Twenty years later, English has played a giant trick on us all. It promised us social capital and employment and the American Dream—and it promised, above all, that it was just a language. How much hurt could a language do? But my mom didn’t know that English is also Western ideology incarnate. She may have tried to wean me on Chinese, but eventually English scabbed over the wounds of Chinese words bleeding out of my skin. Now we fight over her Chinese traditions and my Western thoughts, all while being dependent on English to communicate. And even when we do use Chinglish, it is just a bandage: it delays but can’t stop me from losing bits and pieces of myself, my bones remaining but my flesh wasting away.

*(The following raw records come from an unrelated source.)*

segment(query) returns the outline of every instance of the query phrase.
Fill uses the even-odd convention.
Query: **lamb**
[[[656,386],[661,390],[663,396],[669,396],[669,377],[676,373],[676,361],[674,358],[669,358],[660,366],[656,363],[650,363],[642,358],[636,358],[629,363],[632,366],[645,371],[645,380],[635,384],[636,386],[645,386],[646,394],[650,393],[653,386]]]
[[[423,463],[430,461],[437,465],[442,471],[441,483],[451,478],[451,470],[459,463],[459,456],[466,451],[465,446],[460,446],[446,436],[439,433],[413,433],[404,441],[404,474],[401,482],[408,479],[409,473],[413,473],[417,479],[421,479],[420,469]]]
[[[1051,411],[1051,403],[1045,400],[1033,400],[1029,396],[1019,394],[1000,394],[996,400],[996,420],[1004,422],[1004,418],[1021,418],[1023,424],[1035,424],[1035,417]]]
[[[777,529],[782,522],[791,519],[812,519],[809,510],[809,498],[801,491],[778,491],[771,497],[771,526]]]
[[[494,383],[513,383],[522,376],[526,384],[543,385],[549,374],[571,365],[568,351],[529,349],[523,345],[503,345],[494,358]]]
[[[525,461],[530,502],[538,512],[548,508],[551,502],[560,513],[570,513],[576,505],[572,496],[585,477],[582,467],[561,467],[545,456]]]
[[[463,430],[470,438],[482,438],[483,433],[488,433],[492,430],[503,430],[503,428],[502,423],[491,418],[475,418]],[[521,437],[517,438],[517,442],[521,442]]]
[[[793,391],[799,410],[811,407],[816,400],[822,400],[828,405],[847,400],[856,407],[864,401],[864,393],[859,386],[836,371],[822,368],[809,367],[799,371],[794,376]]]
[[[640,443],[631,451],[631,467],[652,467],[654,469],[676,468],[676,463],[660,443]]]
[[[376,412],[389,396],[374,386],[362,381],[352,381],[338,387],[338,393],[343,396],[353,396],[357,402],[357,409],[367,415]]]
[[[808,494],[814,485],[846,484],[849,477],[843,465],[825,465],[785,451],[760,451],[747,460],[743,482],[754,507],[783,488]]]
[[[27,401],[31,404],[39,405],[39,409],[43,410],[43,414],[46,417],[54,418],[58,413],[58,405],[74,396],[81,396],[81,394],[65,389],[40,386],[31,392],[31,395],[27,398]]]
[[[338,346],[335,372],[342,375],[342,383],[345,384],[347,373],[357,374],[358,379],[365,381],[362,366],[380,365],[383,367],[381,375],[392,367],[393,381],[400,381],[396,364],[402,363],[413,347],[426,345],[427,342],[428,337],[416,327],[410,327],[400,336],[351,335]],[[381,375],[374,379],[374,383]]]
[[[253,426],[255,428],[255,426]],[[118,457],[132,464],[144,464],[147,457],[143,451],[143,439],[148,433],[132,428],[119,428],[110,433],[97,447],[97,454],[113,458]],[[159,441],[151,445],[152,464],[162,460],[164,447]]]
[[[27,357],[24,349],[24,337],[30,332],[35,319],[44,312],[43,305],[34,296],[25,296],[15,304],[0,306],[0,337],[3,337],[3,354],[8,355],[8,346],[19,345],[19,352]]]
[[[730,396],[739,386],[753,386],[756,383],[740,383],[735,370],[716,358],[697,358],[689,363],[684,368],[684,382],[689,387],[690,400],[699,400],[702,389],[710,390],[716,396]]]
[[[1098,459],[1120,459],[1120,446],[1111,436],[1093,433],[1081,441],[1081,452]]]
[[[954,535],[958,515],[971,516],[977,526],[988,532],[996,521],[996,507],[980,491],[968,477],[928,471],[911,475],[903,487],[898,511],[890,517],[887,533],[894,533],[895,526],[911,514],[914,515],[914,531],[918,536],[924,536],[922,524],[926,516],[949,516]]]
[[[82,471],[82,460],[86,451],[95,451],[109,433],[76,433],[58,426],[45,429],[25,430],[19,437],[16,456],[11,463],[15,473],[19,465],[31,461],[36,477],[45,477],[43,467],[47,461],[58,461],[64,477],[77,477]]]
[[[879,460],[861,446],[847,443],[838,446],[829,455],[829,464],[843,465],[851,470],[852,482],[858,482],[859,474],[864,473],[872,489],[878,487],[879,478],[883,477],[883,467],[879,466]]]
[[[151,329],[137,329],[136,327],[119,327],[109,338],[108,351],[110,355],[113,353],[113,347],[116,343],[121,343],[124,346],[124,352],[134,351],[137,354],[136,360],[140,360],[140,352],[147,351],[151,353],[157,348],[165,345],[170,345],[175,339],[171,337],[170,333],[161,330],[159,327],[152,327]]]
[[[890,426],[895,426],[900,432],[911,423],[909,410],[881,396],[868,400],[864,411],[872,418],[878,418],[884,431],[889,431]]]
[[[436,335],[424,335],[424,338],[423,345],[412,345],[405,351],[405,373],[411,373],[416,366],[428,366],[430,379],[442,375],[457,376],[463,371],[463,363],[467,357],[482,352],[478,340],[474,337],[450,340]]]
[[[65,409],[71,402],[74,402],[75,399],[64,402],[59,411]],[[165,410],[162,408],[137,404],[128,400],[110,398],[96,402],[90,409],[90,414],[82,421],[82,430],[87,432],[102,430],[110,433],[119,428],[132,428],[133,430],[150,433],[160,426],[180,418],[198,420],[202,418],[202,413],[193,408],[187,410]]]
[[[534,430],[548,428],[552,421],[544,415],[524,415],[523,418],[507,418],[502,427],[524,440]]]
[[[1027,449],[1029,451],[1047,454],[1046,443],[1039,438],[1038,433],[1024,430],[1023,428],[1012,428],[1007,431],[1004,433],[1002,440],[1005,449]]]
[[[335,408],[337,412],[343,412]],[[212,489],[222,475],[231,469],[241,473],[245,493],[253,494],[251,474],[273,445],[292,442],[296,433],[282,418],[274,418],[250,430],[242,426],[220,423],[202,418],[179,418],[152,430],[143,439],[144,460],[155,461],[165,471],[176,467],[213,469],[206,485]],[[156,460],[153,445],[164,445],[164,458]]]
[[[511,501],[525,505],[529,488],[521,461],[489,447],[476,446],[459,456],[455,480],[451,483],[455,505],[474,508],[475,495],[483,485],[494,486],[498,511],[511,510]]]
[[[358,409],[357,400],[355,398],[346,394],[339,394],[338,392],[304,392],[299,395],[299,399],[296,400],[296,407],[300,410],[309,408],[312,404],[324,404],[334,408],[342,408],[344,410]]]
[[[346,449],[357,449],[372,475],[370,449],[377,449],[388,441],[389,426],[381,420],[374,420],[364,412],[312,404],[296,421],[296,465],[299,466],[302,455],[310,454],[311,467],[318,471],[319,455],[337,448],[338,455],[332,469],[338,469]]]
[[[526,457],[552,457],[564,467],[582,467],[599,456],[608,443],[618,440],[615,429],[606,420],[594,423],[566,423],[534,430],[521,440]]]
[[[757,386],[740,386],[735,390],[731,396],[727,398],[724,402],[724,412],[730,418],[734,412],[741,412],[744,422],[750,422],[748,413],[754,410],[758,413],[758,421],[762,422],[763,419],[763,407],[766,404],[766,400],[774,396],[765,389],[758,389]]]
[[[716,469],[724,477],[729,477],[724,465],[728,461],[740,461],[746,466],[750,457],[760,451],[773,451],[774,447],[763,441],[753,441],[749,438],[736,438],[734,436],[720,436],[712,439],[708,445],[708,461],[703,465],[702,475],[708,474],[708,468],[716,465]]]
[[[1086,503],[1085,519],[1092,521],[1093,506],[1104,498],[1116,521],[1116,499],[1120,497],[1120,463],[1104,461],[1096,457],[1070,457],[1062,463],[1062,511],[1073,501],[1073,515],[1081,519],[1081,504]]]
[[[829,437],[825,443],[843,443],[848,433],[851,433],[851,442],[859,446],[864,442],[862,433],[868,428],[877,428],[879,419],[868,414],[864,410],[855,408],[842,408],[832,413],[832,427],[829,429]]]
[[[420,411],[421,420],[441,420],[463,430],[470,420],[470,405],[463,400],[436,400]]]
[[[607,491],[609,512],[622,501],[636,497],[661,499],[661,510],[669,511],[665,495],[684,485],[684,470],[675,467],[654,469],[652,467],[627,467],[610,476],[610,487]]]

This argument, for example. I’m sitting on my bed, a small child once more, watching cups and vases tremble from my mom’s words. She’s speaking in mostly English but her argument’s more Chinese than anything. She’s talking about my future her immigration why I’ve failed as her next generation why I need to sacrifice now to reap the rewards later why I need to be practical why there’s not enough resources in the world for everyone why I can’t buy into Pomona because the happiness it sells is for white people why the things I think are important are actually just American—

There’s stones dropping down into my gut now, causing tears to rise up. The cruelest part of this whole argument: no matter what language she uses, I’ll remember this argument—and her—in English anyway.



 


About the author

Kristine Chang (Pomona '21) is a second-generation Chinese-Taiwanese American from the Bay Area.



Description

I like languages and linguistics, and I especially love seeing how both play into the performance and maintenance of identity. These essays are my attempts to explore my relationship with the languages I speak (English, Mandarin, Spanish) and to especially reflect on my contradictory relationship with Mandarin—how it simultaneously validates and shames my Chinese heritage, how it finds me in my most vulnerable and public spaces, and how it resists yet submits to my inevitable assimilation to Western culture.